MS-1903:Engelhard derneği altını yüzeylere basmak için organik bir araç yaptılar önceleri
dekorasyonda kullanılan araç daha sonra mikro devre baskı teknolojisinin esası haline geldi.

MS-1922:Kral Tutancomo’nun M.Ö(1352) mezarı, yaklaşık 1200 kg’lık tabutun ve yüzlerce altın objenin çıkarılabilmesi için açıldı.

MS-1927:Fransa’daki tıbbi araştırmalar, altının romatizma tedavisinde değerli bir madde olduğunu kanıtladı.

MS-1933:Başkan Franklin D.Roosevelt altın ihracını yasakladı.Altının dolarla değişimini durdurdu. Amerikan halkına sahip oldukları tüm altınları teslim etmelerini söyledi ve altına günlük fiyatlar belirledi.

MS-1934: Roosevelt ,altın fiyatlarını ons başına 35 $ olarak sabitledi.

MS-1935:Western Electric, AT&T telekomünikasyon ekipmanlarının şalterleri için, alaşım # 1’i kullanıma sundu.(%69 altın,%25 gümüş,%6 platinyum)

MS-1947:İlk transistor AT&T BELL laboratuarlarında kuruldu.

MS-1960:Kızılötesi yansımaları maksimize etmek üzere altın kaplı aynalar kullanılmak suretiyle lazer icat edildi.

MS-1961:Modern madencilik Nevada Carlin Trend’de başladı.Bu Nevada ’yı ülkenin en büyük altın madencilik eyaleti yaptı.

MS-1968: Intel, altın devrelerle bağlı 1024 transistorlu bir mikroçip piyasaya sürdü.15 Martta ,altında uygulanan 35$’lık sabit fiyat bırakarak serbest hale getirdi.

MS-1969:Altın kaplı başlıklar aydaki astronotların gözlerini güneş ışınlarından korumak için kullanıldı.(Apollo 11’in aya inişi)

MS-1970:Işık tarafından üretilen elektronları toplamak için altın kullanan aygıtlar icat edildi.Video kameralar da dahil olmak üzere yüzlerce askeri ve sivil aletlerde kullanıldı.

MS-1971:Koloidal altın belirleme sistemi,İllinois Amersham Enstitüsü tarafından piyasaya sunuldu.Küçük altın kürecikleri, dünyanın dört bir yanındaki laboratuarlarında ,hastalıkların tedavisinde kullanılmak üzere, insan vücudundaki

Belli proteinleri ve işlevlerini belirlemek için kullanıldı.

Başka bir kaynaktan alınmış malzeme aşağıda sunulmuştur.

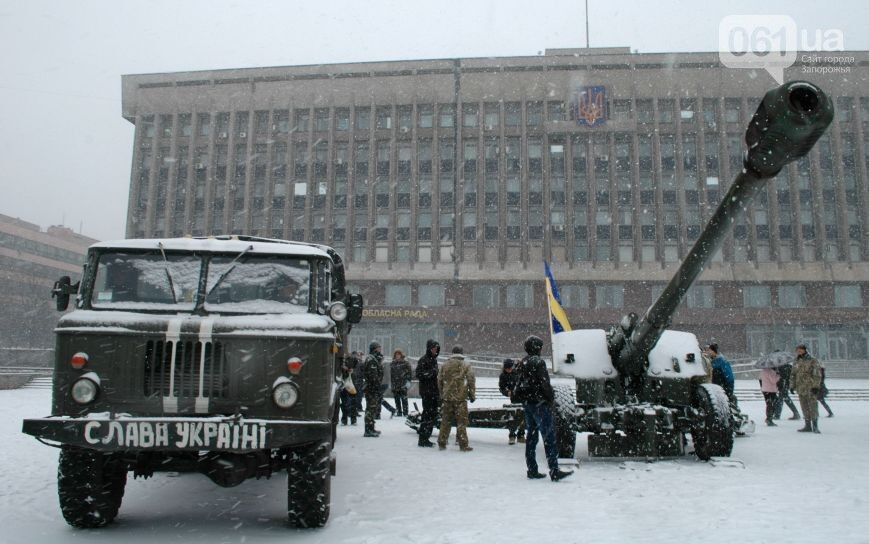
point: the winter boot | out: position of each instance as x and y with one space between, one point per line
559 474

MS-1974: 31 Aralık’ta, devlet,herkesin kendi altınına sahip olması üzerindeki yasağı kaldırdı.

MS-1980:Altın, 21 Ocak’ta gün içinde 870 $’lık tarihi fiyatına ulaştı.

MS-1986:Otomobillerde, güvenilirlik için, altın şalterler kullanılan hava yastıkları ortaya çıktı.

MS-1987:Otomobillerde, güvenilirlik için.altın şalterler kullanılan hava yastıkları ortaya çıktı.

MS-1996:Altın kaplı parabolik teleskop taşıyan Mars Global Ölçüm Uydusu, iki yıl boyunca tüm Mars yüzeyinin haritasını çıkarmak üzere uzaya fırlatıldı.

MS-1997:Senato,vergi mükelleflerine Yardım Yasasını getirir. Bu yasa, Bireysel Emeklilik Hesabı olanlara, %99.5 yada bunu aşan bir oranda olması kaydıyla, hesaplarına altın para yada külçe alma hakkı verildi.